Life - Articles - Who is Zoomin who


For many businesses, the online element has been seen as an adjunct rather than a primary channel and the life and pensions sector has been no different. One result of the Covid-19 crisis has been a massive uplift in the use of the Internet in doing business; customer interactions via web channels have dramatically increased and, due to the lockdown, companies have had to sell and service their products via a distributed model with their staff working from their own homes.

 By Tom Murray, Head of Product Strategy for LifePlus Solutions at Majesco.

 This has involved using new tools to allow staff to be managed, to collaborate in teams, and to deal with the customer base. For the life and pensions industry, this has got to be the hottest topic of the moment. Sure, technology will allow us to dramatically improve overheads and provide insurance services in a far-more customer focused way than heretofore. But the very nature of our business and the type of information we hold means that data privacy and security have got to remain our number one priority as we embrace our digital future.

 Our customers have to give us a lot of personal information, ranging from their health details and family history to their current financial position and future goals. This is the kind of information that is clearly dangerous to lose and could cause huge problems for the organisation that loses it.

 The primary issue most companies need to focus on is the security of their distributed networks. With so many people connecting to the network from the outside, the task of authenticating the users has become much harder and the need for multiple levels of authorization complicates the task of having so many external people logging in.

 What is new is the scale of the number of staff who are working from external sites, in this case their own homes, who are dealing directly with customers via conferencing systems and also using them to connect to other staff. The amount of customer personal information being discussed on these calls and shared among groups of staff that are not in environments controlled by the company means that there are many weak links in the process that didn’t exist before.

 Data supplied for a legitimate purpose cannot be generically used across the organisation. It may be very tempting to use such data to offer services and products to people based on the information the company has stored in the organisation, but without the specific consent of the customer, it is not permissible to do so. But ensuring that this doesn’t happen is much more difficult when the employees are working from home. This is a completely different environment and one in which the company has no control over who is there, and what they can see and overhear.

 As a result, employees have become one of the biggest risks for a company in terms of their control of customer personal data. Employees, either through carelessness with the security of the data they have available to them or through the temptation to use it in ways for which no consent has been obtained, are constantly at risk of mis-using personal data. The risks of data being shared across video systems or screenshots being captured by customers is something that is very difficult to manage. And it’s unlikely that the regulator will show any tolerance for data breaches that have happened just because the life company had to re-engineer its business processes practically overnight.
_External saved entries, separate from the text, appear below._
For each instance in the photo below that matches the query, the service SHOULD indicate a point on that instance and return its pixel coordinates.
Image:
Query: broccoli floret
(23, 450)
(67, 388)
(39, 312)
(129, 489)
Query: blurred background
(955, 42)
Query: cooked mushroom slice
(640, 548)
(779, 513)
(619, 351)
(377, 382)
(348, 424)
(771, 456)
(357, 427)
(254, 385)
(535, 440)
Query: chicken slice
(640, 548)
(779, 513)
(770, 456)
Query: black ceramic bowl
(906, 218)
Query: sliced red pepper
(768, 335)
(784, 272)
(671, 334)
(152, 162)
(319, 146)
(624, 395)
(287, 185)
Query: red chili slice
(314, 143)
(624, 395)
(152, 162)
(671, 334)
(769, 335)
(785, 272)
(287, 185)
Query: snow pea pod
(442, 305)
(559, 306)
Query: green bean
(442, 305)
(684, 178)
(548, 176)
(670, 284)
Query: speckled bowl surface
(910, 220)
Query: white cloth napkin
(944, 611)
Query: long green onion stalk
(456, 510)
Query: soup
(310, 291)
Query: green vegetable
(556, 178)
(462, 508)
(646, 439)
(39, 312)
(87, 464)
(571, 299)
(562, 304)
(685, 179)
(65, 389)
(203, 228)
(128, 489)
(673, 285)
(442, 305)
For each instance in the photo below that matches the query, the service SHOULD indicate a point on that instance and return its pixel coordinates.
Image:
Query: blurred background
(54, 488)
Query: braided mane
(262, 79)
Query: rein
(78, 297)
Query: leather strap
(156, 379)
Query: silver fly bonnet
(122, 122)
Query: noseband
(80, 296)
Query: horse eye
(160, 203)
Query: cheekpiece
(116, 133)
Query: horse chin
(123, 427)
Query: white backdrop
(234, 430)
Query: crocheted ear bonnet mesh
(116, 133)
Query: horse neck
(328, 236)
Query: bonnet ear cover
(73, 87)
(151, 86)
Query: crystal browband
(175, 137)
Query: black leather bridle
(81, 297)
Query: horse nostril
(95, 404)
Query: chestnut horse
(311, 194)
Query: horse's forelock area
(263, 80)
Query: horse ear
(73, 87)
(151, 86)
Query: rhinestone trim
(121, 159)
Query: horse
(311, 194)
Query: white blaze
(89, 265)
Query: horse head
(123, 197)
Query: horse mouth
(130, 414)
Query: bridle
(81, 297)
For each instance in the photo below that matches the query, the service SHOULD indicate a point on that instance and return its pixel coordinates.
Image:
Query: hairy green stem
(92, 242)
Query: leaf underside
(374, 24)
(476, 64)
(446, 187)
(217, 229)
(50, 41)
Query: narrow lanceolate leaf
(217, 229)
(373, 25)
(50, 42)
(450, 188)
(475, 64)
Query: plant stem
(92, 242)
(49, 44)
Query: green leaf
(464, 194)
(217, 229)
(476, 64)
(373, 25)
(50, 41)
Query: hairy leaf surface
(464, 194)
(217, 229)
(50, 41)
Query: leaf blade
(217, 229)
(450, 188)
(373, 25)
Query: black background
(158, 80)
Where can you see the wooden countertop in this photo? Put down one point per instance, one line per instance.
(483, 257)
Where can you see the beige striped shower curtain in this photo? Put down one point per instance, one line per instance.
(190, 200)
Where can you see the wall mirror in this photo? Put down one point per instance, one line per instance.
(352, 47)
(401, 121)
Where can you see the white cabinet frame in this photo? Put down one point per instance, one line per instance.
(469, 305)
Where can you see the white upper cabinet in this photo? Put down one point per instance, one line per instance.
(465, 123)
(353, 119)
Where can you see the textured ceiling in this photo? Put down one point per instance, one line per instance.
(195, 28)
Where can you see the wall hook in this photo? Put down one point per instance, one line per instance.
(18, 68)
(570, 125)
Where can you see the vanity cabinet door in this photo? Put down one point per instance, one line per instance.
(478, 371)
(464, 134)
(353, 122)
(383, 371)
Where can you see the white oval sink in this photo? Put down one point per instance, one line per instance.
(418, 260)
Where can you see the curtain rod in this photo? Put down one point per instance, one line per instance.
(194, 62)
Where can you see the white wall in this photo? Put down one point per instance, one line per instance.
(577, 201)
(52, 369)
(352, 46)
The possibility of fines from regulators, not to mention the risk of collective action lawsuits from aggrieved customers, is something that all firms should be aware of and be working to mitigate.

 Then, there’s the fact that extensive use is now being made of conferencing technologies that were never really used before and possibly haven’t had the level of security testing that would usually be in place before adopting these in normal times. And the difficulty of knowing just who is on the other end of a call, when the company has zero ability to control access to this new “workplace”.

 Amid the excitement of new technology and the creativity of the employees, new ways of doing business and keeping customer satisfaction high are being developed. These are exciting breakthroughs for an industry that was notoriously a laggard in adopting customer-friendly processes. But they need to be accompanied by strict data protection policies adapted for the new environment.

 Life and pension firms need to update their policies on data protection and cyber-security and ensure that all staff are being trained in them for the new environment they are working in. One of the best defences for any issue that arises is that strict policies are in place and that the firm is endeavouring to ensure staff compliance. With distributed workforces, this has just become so much harder, but efforts need to be made both to keep data protection levels high and to be able to demonstrate this to regulators, if the worst happens.